Reza Shah Pahlavi


Reza Shah Pahlavi

 

Born Mar. 16, 1878, in Mazandaran; died July 26, 1944, in Johannesburg, Republic of South Africa; buried in the town of Rey, near Tehran. Shah of Iran (1925–41). Founder of the Pahlavi Dynasty.

Reza Shah Pahlavi was the son of an officer, a petty landowner from Mazandaran. He began his military service in the lower ranks of the Persian cossack brigade. He commanded the cossack brigade that carried out the coup d’etat (Third Hut) on Feb. 21, 1921. From 1921 to 1923 he served as minister of war, and from October 1923 to the end of 1925, as prime minister. On Dec. 12, 1925, after the overthrow of the Qajar dynasty (Oct. 31, 1925), the Constituent Assembly proclaimed him shah of Iran.
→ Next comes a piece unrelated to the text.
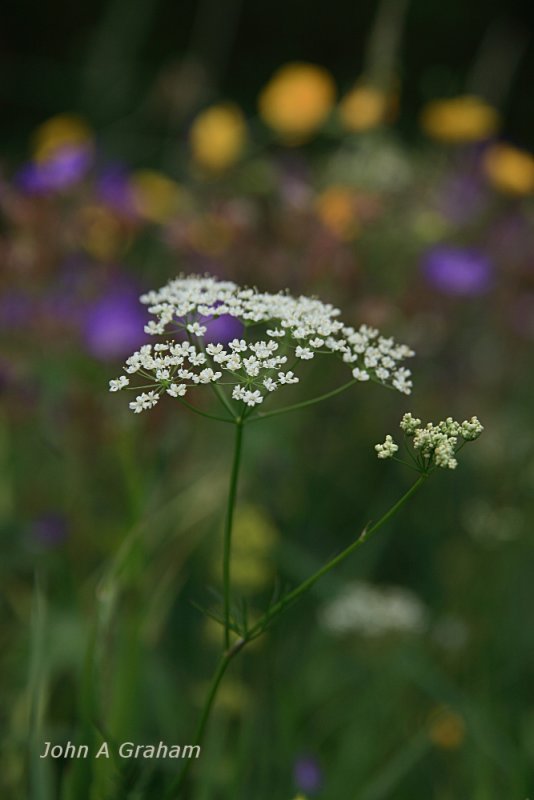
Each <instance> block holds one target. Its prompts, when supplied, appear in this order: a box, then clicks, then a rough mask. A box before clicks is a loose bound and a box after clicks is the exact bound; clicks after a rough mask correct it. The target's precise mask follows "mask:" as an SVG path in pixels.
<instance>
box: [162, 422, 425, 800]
mask: <svg viewBox="0 0 534 800" xmlns="http://www.w3.org/2000/svg"><path fill="white" fill-rule="evenodd" d="M241 435H242V422H239V423H238V425H237V432H236V448H235V455H234V468H233V470H232V478H231V480H230V496H233V501H232V502H229V503H228V510H229V515H228V517H227V521H228V519H229V517H230V513H231V512H232V511H233V505H234V502H235V489H236V485H237V475H238V469H239V460H240V453H241ZM427 478H428V475H427V474H425V475H421V476H420V477H419V478H418V480H417V481H416V482H415V483H414V484H413V485H412V486H411V487H410V488H409V489H408V491H407V492H405V493H404V494H403V495H402V497H401V498H400V499H399V500H397V502H396V503H395V504H394V505H393V506H391V508H390V509H389V510H388V511H386V513H385V514H383V515H382V516H381V517H380V519H379V520H378V521H377V522H375V523H374V524H373V525H371V526H369V527H367V528H365V529H364V530H363V532H362V533H361V534H360V536H359V537H358V538H357V539H356V540H355V541H354V542H352V544H350V545H349V546H348V547H346V548H345V550H343V551H342V552H341V553H339V555H337V556H336V557H335V558H333V559H331V560H330V561H329V562H328V563H327V564H325V566H324V567H321V569H319V570H317V572H315V573H314V574H313V575H311V576H310V577H309V578H307V580H305V581H303V582H302V583H301V584H299V586H297V587H296V588H295V589H293V591H291V592H289V593H288V594H287V595H286V596H285V597H283V598H282V599H281V600H279V601H278V603H275V605H274V606H272V607H271V608H270V609H269V610H268V611H267V612H266V613H265V614H264V615H263V616H262V617H261V618H260V619H259V620H258V622H257V623H256V624H255V625H254V626H253V627H252V628H250V629H249V630H248V631H247V633H246V634H245V636H243V637H242V638H240V639H238V640H237V641H236V642H235V643H234V644H233V645H232V647H230V648H229V647H227V648H226V650H225V652H224V654H223V656H222V657H221V660H220V661H219V664H218V666H217V669H216V671H215V674H214V676H213V678H212V681H211V685H210V689H209V692H208V696H207V698H206V702H205V703H204V707H203V709H202V715H201V717H200V721H199V724H198V727H197V731H196V735H195V739H194V745H198V746H200V745H201V744H202V742H203V740H204V735H205V732H206V726H207V724H208V721H209V718H210V715H211V711H212V708H213V704H214V702H215V698H216V697H217V692H218V689H219V686H220V684H221V681H222V679H223V677H224V674H225V672H226V670H227V669H228V666H229V664H230V662H231V661H232V659H233V658H235V656H236V655H237V654H238V653H239V652H241V650H242V649H243V648H244V647H245V646H246V645H247V644H248V643H249V642H250V641H252V640H253V639H256V638H257V637H258V636H261V635H262V633H263V632H264V631H265V629H266V628H267V626H268V625H270V624H271V623H272V622H273V620H274V619H276V618H277V617H278V616H280V614H282V613H283V612H284V611H285V610H286V608H288V606H290V605H292V604H293V603H295V602H296V601H297V600H298V599H299V598H300V597H301V596H302V595H303V594H304V593H305V592H307V591H308V590H309V589H311V588H312V586H313V585H314V584H315V583H317V581H318V580H319V579H320V578H322V577H323V576H324V575H326V574H327V573H328V572H330V570H332V569H334V567H337V566H338V564H340V563H341V562H342V561H344V560H345V559H346V558H347V557H348V556H349V555H351V553H353V552H354V551H355V550H357V549H358V548H359V547H361V546H362V545H363V544H365V542H368V541H369V539H370V538H371V537H372V536H374V534H375V533H377V531H378V530H379V529H380V528H381V527H382V526H383V525H385V524H386V522H388V521H389V520H390V519H391V518H392V517H393V516H394V515H395V514H396V513H397V512H398V511H400V509H401V508H402V507H403V506H404V504H405V503H406V502H407V501H408V500H409V499H410V497H412V495H414V494H415V493H416V492H417V490H418V489H420V488H421V486H422V485H423V484H424V483H425V481H426V480H427ZM230 532H231V522H230ZM225 541H226V538H225ZM229 544H230V542H229ZM225 552H226V551H225ZM228 577H229V576H228ZM225 599H226V594H225ZM225 610H226V604H225ZM226 619H228V618H226ZM227 634H228V630H227V629H226V631H225V638H226V635H227ZM191 765H192V759H189V761H187V762H186V764H185V765H184V767H183V769H182V772H181V773H180V775H179V776H178V778H177V779H176V781H175V782H174V783H172V784H171V786H170V787H169V791H168V793H167V794H166V795H165V800H171V798H172V800H178V794H175V793H177V792H178V791H179V790H180V789H181V788H182V787H183V785H184V782H185V780H186V778H187V775H188V773H189V770H190V768H191Z"/></svg>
In carrying out the centralization of the country, Reza Shah Pahlavi had to struggle against the separatism of the feudal khans. He introduced judicial, military, and educational reforms, along with measures to strengthen political sovereignty and to protect the state’s economic interests, for example, the abolition of the system of capitulations (1928) and the introduction of an autonomous customs system (1928). During the years of Reza Shah Pahlavi’s rule democratic organizations and the press were harshly persecuted. In the mid-1930’s fascist Germany began to penetrate Iran. After the entrance of Soviet and British troops into Iran in August 1941, Reza Shah Pahlavi abdicated in favor of his son, Muhammad Reza Pahlavi, and left Iran.